Golpe ou prática padrão?
Profissionais do setor afirmam que não se trata de iniciativa isolada das concessionárias, e sim do cumprimento de termos de garantia definidos pela fábrica. Em veículos comerciais e de médio porte, os fabricantes há muito adotam limites baseados não só na quilometragem, mas também nas horas de motor. Isso vale especialmente para motores a diesel, mais suscetíveis ao desgaste em longos períodos de marcha lenta. Em outras palavras, um uso com muita marcha lenta vai consumindo a garantia bem antes do que a maioria dos proprietários imagina.
Quem mais sente o impacto
Frotas corporativas, veículos de serviço, picapes e carros usados por polícia e equipes de emergência estão entre os mais expostos. Esses modelos costumam exibir hodômetros baixos ao lado de milhares de horas parados com o motor ligado.

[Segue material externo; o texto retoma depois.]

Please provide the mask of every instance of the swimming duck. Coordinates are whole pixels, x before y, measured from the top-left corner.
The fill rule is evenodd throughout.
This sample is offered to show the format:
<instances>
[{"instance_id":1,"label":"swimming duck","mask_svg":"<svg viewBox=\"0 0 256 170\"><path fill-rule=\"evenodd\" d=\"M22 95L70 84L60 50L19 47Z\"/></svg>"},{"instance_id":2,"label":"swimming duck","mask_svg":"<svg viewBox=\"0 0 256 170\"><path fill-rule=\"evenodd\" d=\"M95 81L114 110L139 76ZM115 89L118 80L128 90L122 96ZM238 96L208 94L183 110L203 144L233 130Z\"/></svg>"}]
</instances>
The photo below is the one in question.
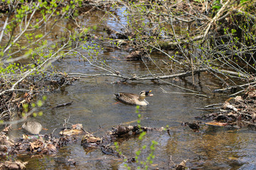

O que os proprietários precisam saber
Os fabricantes, em geral, consideram uma hora em marcha lenta equivalente a 25–30 quilômetros de rodagem em termos de desgaste do motor. Essas condições costumam estar descritas nos documentos de garantia, mas muitos compradores só descobrem quando têm um pedido de reparo negado.
Negativas de garantia ligadas às horas de motor não são uma nova conspiração das concessionárias, e sim uma política antiga que raramente é destacada na compra. Para empresas e operadores comerciais, controlar de perto o tempo em marcha lenta e cumprir os intervalos de manutenção faz toda a diferença; do contrário, a cobertura pode se esgotar muito antes do limite de quilometragem anunciado.